Mais les événements iront vite maintenant. Le passage du terrorisme individuel à l’organisation d’une armée nationale va accélérer la politisation des meilleurs combattants. Des remous auront lieu dans les grandes organisations nationalistes accroissant la séparation entre les couches qui veulent aller jusqu’à la victoire – jusque et y compris faire de leurs pays des grands pays modernes – et celles qui devant la crainte d’une révolution socialiste préfèreront s’engager dans la voie du compromis avec le gendarme impérialiste. Dans les années à venir des regroupements auront lieu donnant naissance à des forces nouvelles : de toute façon il n’y a aucune raison d’admettre que la partie la meilleure du peuple nord-africain restera étrangère au marxisme et ne reconnaitra pas en lui l’arme la plus efficace pour penser et agir dans un sens tout à fait révolutionnaire.

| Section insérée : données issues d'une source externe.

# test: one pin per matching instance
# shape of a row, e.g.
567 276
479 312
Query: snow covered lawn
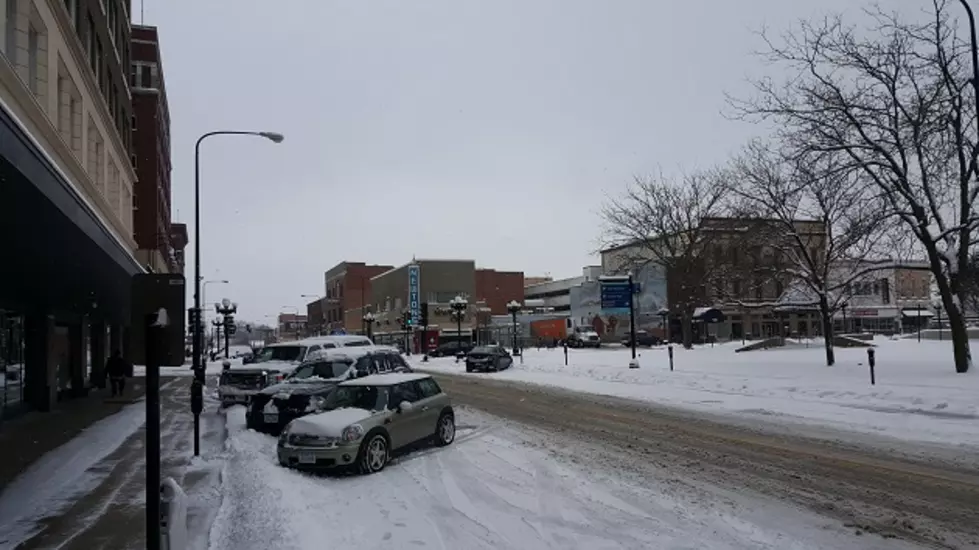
918 396
497 487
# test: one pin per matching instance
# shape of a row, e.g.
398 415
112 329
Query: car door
505 360
405 425
429 405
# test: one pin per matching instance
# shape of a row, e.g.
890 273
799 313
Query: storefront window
11 363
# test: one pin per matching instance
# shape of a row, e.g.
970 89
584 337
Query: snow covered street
499 486
918 397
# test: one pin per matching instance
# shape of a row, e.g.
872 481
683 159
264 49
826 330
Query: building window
9 29
33 57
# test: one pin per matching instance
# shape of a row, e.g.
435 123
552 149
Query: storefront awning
916 313
708 315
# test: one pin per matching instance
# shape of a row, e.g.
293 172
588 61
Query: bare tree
823 219
893 98
660 222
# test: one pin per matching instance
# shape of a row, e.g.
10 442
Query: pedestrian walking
117 368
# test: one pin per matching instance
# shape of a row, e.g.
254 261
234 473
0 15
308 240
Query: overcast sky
489 130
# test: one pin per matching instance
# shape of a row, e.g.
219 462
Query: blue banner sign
616 297
414 292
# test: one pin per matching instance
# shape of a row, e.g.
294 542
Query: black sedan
488 358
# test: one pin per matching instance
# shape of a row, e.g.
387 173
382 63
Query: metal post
514 315
153 349
918 322
632 316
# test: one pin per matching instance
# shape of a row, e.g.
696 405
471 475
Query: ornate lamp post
459 306
514 307
227 309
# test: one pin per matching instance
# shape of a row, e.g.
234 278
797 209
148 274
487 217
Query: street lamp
459 306
843 307
197 389
369 324
217 323
514 307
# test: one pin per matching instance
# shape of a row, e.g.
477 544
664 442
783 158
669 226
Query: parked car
488 358
584 337
450 349
643 339
368 419
308 388
238 385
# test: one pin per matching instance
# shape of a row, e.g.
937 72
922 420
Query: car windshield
356 344
322 369
281 353
371 398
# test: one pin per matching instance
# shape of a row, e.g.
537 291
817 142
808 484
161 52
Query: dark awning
58 255
708 315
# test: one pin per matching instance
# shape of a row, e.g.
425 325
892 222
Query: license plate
307 458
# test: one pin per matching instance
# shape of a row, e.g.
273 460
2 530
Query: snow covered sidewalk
918 396
89 493
499 486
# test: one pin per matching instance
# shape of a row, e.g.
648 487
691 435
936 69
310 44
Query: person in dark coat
117 368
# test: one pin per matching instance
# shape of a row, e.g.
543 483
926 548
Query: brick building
347 289
440 281
496 289
151 153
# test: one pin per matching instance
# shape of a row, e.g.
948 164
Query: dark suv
305 391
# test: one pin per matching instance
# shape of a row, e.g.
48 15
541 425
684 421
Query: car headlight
316 403
352 432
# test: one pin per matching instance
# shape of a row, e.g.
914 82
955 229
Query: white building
556 295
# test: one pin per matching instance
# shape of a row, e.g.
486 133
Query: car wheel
373 454
445 430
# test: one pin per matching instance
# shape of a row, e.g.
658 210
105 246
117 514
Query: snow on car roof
347 353
386 379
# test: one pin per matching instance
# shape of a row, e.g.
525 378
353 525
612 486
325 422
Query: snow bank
61 476
918 395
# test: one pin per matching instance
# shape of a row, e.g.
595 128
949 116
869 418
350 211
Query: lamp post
459 306
369 324
514 307
197 389
406 327
217 323
227 309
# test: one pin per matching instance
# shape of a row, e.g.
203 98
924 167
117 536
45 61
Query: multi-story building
66 179
530 281
347 293
495 289
151 151
738 271
487 292
892 299
292 326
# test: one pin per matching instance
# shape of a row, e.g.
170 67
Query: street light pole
197 389
514 307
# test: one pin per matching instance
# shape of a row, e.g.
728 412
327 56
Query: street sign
414 292
616 296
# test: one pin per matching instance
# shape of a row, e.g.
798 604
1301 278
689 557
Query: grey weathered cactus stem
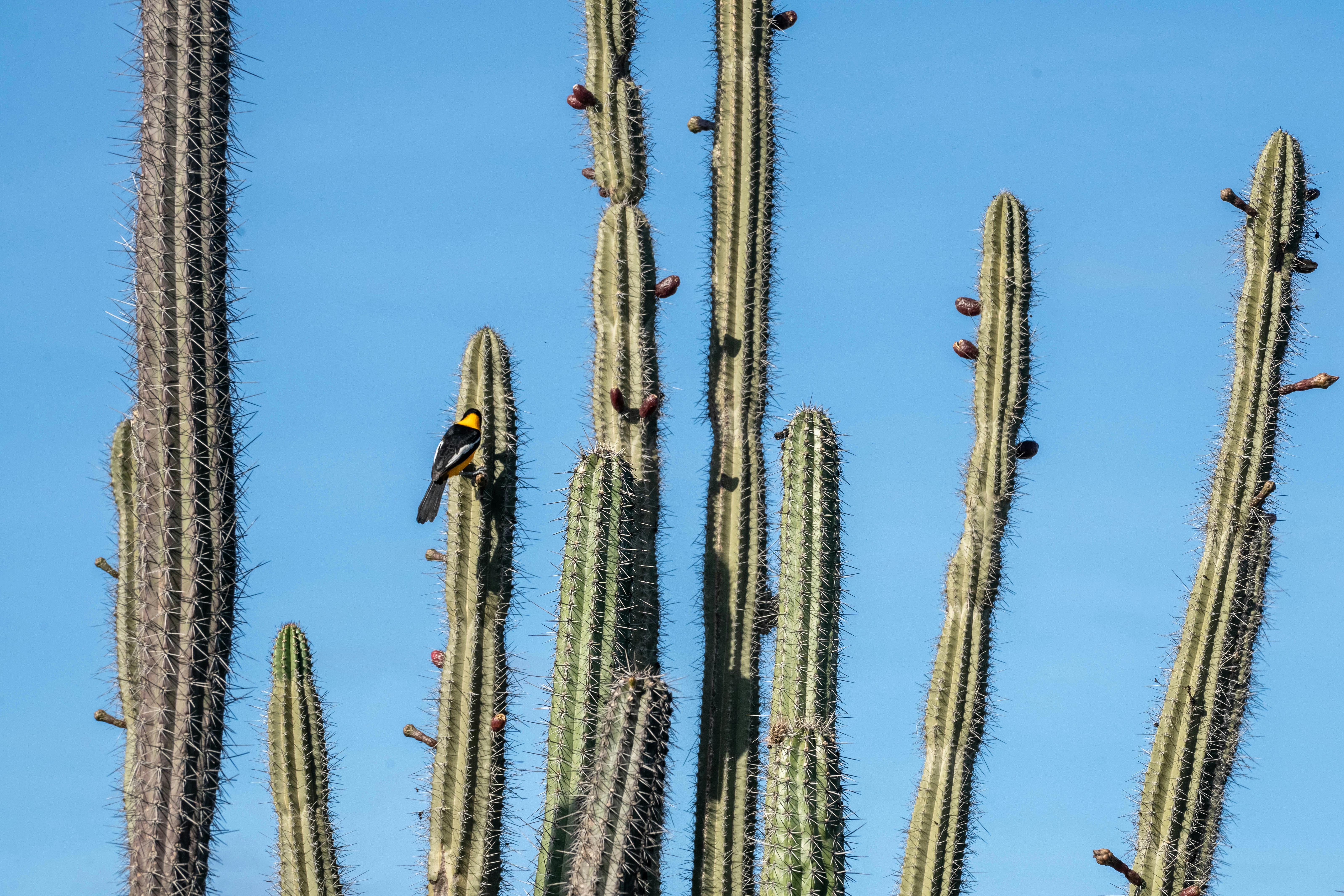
1197 738
736 575
467 789
803 815
300 784
596 635
619 844
185 440
955 714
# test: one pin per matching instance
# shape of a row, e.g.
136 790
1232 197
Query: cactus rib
1195 744
467 790
803 815
186 575
296 739
957 703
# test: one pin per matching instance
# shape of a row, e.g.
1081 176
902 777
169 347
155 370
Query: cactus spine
736 575
299 776
955 714
596 635
1195 745
619 844
803 817
185 440
467 792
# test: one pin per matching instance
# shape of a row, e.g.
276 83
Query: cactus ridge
957 704
596 635
803 815
300 780
186 436
619 844
467 781
736 575
1197 737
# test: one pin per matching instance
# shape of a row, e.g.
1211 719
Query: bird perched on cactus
452 457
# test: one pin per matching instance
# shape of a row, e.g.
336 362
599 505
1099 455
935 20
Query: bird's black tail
429 506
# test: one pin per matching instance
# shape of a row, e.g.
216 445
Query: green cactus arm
736 575
956 709
467 782
1197 737
803 815
186 575
300 788
596 633
619 843
616 123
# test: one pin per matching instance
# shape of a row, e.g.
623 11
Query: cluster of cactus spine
467 781
736 574
1195 745
957 703
300 785
803 817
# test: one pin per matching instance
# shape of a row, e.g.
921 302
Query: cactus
955 714
596 636
803 815
619 844
467 790
296 738
736 575
1197 735
186 574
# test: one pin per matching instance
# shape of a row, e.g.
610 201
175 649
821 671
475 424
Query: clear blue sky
413 174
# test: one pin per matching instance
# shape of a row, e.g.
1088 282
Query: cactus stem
1320 381
416 734
103 715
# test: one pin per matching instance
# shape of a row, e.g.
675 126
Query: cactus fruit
467 782
296 739
597 633
619 844
1197 737
955 714
186 575
803 815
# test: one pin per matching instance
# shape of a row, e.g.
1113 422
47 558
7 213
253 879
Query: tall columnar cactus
619 846
596 636
955 714
1195 745
467 794
186 574
803 817
296 739
736 575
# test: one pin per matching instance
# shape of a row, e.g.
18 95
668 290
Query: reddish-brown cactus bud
967 305
667 287
966 349
1230 197
1320 381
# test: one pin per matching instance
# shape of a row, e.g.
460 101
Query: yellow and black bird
453 456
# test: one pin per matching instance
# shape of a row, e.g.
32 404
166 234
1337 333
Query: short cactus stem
959 687
467 781
1200 727
803 815
300 785
619 843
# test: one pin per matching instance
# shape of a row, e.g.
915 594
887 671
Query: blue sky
413 174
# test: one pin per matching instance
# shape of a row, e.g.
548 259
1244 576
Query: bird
452 457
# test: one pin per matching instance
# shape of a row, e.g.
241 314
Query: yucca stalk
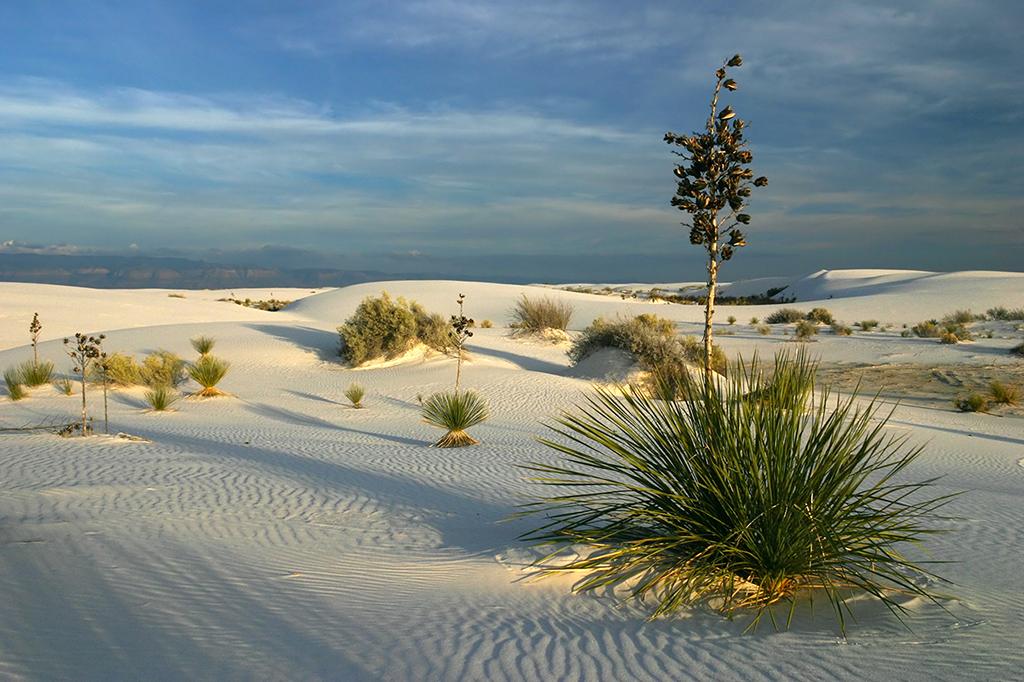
743 501
207 372
455 412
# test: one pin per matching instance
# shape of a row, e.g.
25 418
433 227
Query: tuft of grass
203 344
739 503
973 402
355 393
455 412
36 373
1004 393
541 313
161 397
15 389
785 316
207 372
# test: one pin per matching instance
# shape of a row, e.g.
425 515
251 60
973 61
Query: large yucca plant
207 372
742 502
455 412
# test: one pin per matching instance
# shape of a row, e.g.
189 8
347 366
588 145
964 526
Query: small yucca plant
161 397
740 503
203 344
15 389
456 413
35 373
355 392
207 372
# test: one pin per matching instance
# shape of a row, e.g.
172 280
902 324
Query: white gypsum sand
282 535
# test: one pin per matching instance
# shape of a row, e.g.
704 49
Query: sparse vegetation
743 503
455 412
538 314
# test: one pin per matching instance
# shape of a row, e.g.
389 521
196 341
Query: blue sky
407 134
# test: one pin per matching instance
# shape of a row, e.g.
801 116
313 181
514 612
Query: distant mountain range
155 272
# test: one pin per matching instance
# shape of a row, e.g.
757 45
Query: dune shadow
323 344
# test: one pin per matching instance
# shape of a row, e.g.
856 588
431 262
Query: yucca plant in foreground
207 372
455 412
737 502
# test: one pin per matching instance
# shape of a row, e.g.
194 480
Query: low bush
821 316
385 328
736 502
785 316
36 373
541 313
455 412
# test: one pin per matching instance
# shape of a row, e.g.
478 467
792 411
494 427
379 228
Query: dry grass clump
785 316
535 315
739 503
385 328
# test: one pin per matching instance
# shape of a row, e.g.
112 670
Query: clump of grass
785 316
805 330
15 389
36 373
455 412
541 313
820 316
161 397
1001 393
207 372
64 384
203 344
355 393
740 503
973 402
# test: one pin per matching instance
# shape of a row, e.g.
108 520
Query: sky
478 136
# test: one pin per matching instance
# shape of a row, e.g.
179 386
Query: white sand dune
281 535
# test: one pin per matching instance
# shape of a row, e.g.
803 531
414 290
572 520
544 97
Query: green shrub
1004 393
973 402
355 393
805 330
455 412
207 372
161 396
35 373
821 316
928 330
162 368
738 502
203 344
785 316
539 314
15 389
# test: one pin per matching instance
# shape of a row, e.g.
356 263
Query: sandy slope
282 535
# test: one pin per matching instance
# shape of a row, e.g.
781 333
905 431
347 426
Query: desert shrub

La lutte du peuple d’Afrique du Nord, c’est aussi la lutte du peuple français. Les coups qu’il porte à l’exploiteur commun, renforce l’action en France même. Il est du devoir de chaque travailleur de s’élever contre l’intervention impérialiste en Afrique du Nord, pour l’indépendance totale de ces peuples, contre l’interdiction du MTLD et pour la libération des emprisonnés. Avec l’envoi du contingent, le peuple français sera directement engagé dans cette guerre. Or celle-ci n’est pas la sienne, ni celle des jeunes soldats qui n’ont que faire de risquer leur vie pour défendre les comptes en banque des colonialistes.